Austerity is the key watchword of governments trying to cut deficits and remove debts that are crippling European economies. But the example must come from the top - and scalps have been taken.
Like many European countries looking at a deficit mountain, France needs to cut back on its expenses.
But before spending on public services can be slashed – with the inevitable backlash of strikes and protests from the unions – an example needs to be set from the top.
Two junior ministers have resigned, but they are not the only members of President Nicolas Sarkozy’s cabinet who have been shown to take embarrassing liberties at the tax-payer’s expense.
Eric Woerth, July 2010 - "What the butler heard"
Labour Minister Eric Woerth's ties to France's richest woman, L'Oreal heiress Liliane Bettencourt, have come under intense scrutiny.
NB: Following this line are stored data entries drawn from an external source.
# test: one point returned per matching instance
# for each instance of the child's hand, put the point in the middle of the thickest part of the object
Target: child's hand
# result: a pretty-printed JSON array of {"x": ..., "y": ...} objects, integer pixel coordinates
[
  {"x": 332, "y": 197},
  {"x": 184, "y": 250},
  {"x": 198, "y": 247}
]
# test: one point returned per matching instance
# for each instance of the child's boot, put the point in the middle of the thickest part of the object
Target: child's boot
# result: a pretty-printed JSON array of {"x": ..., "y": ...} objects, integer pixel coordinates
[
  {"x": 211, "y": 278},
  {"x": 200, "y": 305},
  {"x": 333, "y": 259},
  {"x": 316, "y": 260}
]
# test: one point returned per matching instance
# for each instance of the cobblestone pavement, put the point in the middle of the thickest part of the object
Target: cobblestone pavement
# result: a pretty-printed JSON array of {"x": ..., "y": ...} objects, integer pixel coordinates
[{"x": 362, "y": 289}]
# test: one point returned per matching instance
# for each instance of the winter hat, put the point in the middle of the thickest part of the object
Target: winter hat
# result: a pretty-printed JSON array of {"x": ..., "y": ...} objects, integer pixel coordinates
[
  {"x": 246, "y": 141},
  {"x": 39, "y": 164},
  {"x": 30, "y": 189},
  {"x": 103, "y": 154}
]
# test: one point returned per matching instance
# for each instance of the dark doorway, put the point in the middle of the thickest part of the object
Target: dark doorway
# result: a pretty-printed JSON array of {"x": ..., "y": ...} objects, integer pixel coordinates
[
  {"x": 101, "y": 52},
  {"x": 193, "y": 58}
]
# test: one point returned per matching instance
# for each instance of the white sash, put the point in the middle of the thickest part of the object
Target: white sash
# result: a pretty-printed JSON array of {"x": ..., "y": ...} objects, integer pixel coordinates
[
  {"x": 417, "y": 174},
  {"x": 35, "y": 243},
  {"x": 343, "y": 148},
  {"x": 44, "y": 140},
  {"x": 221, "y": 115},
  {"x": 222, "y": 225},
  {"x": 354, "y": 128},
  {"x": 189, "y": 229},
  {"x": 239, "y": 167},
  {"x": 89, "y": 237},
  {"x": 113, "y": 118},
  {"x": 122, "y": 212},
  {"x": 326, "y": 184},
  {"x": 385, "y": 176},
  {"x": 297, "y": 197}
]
His name came up in conversations secretly taped by Bettencourt's butler in which she allegedly plotted to evade taxes on her fortune at a time when the minister's wife worked for a firm managing the billionaire's estate.
Woerth denies any impropriety, although his wife stopped working on the Bettencourt account when the allegations emerged.
Rama Yade, June 2010 – “Hotel blues”
Even before the French football World Cup squad went on strike and lost their matches, junior Sports Minister Rama Yade made clear her disapproval that “Les Bleus” were being pampered in outrageously expensive lodgings in South Africa. But it transpired that her own stay in South Africa in a luxury suite was costing the French taxpayer 667 euros a night, 78 euros more than the “Ritzy” accommodation booked for the players.
Christian Blanc, June 2010 – “The affair of the expensive cigars”
Christian Blanc was the secretary of state in charge of Sarkozy's so-called ”Grand Paris'' project, a 21-billion-euro project designed to respond to the global economic crisis and boost greater Paris as a 21st-century business powerhouse.
But Blanc came under fierce criticism after French satirical weekly newspaper Le Canard Enchainé revealed that his office charged 12,000 euros worth of cigars to his ministry's budget. He later said he reimbursed the government the portion of that money spent on cigars for his personal use. He resigned alongside Joyandet.
Christine Boutin, June 2010 – “The triple salary”
It was revealed that former Housing Minister Christine Boutin was earning 9,500 euros a month for heading up a government commission into the social consequences of globalisation. But in addition to the fees, she was also earning 6,000 euros from a parliamentary pension and 2,000 euros from her salary as a mayor.
Fadela Amara, June 2010 – “Safe as houses”
Junior Minister for towns Fadela Amara also came under fire for allowing family members to use state properties which she was not occupying.
At the end of June she said publicly that she was in favour of a “toughening of rules” concerning ministerial perks.
Alain Joyandet, April 2010 – “The jet-setter”
Alain Joyandet, France’s junior minister for overseas aid, used a private jet to go to a meeting in Martinique, at a cost to the taxpayer of 116,500 euros. He was also accused of breaching planning regulations at his home in Saint-Tropez, where he was alleged to have obtained planning permission to extend his villa that was far larger than that permitted by local planning regulations.
Although Joyandet insisted that “diary constraints” stopped him from taking a commercial flight, he was forced to resign at the beginning of July as pressure mounted for greater government austerity.
Christian Estrosi – May 2010 – “It’s only small”
The satirical weekly newspaper paper Le Canard Enchainé revealed that France’s industry minister, Christian Estrosi, was benefiting from two apartments as perks for his job where one apartment is generally the norm. Showing his apartment to reporters he inststed they were “only” small.
His daughter, a university student, lives in one of the apartments in the swish 7th arrondissement of Paris.